Novel test for randomness based on digraphs.
Imagine a directed graph with 256 nodes and 256 edges, where a single arc points from each node to another node based on the value of a byte. If the graph is determined by 256 random bytes it might looks like this, like plants from the artemisia family.
Many of the nodes have no incoming arcs (leaves), we say indegree=0. Many more have indegree=1, fewer with indegree=2 & 3, and there are three examples with indegree=4. Unlike plants, the digraph has cycles, including one with length=1. We can characterize the graph by the distribution of indegree values for all its nodes, and posit that graphs determined by randomness will have similar distributions. The principle extends well for graphs with billions of nodes, and serves to test large quantities of data.

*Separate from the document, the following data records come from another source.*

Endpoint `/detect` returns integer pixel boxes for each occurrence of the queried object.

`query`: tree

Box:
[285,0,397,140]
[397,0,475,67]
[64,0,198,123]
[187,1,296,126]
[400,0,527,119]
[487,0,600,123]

With that motivation, here is the help for utility artemisia
Usage: artemisia8, artemisia16, artemisia24, artemisia32, artemisia <n>
Tests random data on stdin by constructing a directed graph with 2^n nodes
and 2^n edges. Each node has outdegree=1 and its target is determined by the
data. For random data, the nodes are observed to have indegree following a
distribution with
P(indegree = d) = 1 / (e d!)
for 2^n large. Indegree is efficiently counted up to 3 for each node, expecting
Pe0 = 1 / e ~ 0.3679
Pe1 = 1 / e ~ 0.3679
Pe2 = 1 / 2e ~ 0.1839
Pe3+ = 1 - (5 / 2e) ~ 0.0803
Four different bit lengths n are supported
n 2^n data required
= === =============
8 256 256 B
16 65,536 128 KB
24 16,777,216 48 MB
32 4,294,967,296 16 GB
Indegree counting is capped at 3 so that only two bits are used for each node,
allowing the 32-bit case to use just 1GB of memory. Once the required data is
read, the count for each expected value is totalled, and the totals compared
with the expected values using Pearsons's Chi Squared test. The p-value is
reported, and a test pass or fail is indicated at the 1% confidence level.